My book project, tentatively titled, “In the Bookstore: Local Literary Spaces in Antebellum New York City,” offers the first extended study of the history and social life of the bookstore in nineteenth-century America. Located between producers and consumers of books, the bookstore was a crucial site in the cultural geography of print and literacy in nineteenth-century urban America. Where were the bookstores? How did booksellers position their stores in the larger print marketplace? How were bookstores perceived and used by their customers? The bookstore—as building, business, and social space—negotiated questions of access, textual and generic value, as well as promoted models of literary and market engagement. To explore these and related issues, I pursue literary history from the perspective of the physical and cultural space of the bookstore.
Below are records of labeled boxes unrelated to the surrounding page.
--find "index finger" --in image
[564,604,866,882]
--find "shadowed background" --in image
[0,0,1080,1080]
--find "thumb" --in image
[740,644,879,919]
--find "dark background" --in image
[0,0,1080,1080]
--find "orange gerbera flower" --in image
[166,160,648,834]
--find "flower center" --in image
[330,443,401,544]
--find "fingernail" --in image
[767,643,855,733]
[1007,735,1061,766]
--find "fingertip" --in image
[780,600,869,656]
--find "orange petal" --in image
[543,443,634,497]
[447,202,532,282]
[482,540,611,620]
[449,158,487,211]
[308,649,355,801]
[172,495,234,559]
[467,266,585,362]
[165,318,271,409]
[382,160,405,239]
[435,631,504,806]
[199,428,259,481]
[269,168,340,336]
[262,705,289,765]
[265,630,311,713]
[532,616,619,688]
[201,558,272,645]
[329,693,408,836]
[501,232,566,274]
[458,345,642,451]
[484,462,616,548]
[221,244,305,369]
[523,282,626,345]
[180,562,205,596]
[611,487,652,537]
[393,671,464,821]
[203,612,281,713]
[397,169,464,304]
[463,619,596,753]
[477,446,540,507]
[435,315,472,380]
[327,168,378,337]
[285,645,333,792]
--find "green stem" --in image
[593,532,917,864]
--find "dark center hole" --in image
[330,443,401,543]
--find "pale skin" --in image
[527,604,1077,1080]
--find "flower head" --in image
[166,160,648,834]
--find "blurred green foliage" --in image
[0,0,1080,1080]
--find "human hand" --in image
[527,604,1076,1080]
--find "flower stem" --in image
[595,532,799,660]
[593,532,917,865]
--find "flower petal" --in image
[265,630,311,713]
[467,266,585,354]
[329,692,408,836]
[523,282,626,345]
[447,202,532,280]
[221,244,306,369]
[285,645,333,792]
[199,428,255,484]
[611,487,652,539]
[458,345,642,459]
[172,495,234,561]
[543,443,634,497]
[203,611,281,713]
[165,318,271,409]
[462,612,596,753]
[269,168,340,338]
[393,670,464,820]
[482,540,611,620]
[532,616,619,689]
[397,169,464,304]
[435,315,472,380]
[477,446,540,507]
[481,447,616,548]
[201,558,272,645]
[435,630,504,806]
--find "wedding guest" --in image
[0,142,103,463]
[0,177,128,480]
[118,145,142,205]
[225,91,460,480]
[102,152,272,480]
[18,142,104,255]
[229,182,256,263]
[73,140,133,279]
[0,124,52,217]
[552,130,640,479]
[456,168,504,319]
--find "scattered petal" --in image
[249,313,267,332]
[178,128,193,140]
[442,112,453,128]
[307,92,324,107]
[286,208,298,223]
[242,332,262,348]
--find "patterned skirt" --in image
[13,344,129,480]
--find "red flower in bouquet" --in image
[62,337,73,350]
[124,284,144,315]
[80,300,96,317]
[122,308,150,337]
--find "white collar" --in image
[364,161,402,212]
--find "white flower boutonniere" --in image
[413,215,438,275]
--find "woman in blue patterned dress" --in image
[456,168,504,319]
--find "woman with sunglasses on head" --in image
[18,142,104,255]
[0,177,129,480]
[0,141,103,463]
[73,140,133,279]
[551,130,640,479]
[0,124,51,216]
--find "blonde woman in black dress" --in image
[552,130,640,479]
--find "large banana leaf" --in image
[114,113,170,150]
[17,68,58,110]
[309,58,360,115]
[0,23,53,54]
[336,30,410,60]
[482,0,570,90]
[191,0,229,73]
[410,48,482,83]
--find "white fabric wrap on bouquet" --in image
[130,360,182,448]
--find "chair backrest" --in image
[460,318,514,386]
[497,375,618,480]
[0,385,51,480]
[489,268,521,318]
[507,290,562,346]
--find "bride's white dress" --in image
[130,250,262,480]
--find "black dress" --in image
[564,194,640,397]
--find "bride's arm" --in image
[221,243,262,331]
Developing original methods for analyzing print and literary culture, this project uses the bookstore as the foundation for insights into three related areas: the commercial geography of print in nineteenth-century New York; the social history of literature, taste, and values; and the intellectual history of information technology.

 

Publications on this research:

“Locating the Bookstore: Geographies of Book Culture in Antebellum New York City,” Book History, Vol. 19: 2016. Awarded the Book History Essay Prize.

“Bookstores,” invited essay contribution to the Oxford History of Popular Print Culture: U.S. Popular Print Culture to 1860, eds. Ronald and Mary Zboray. Forthcoming from Oxford University Press.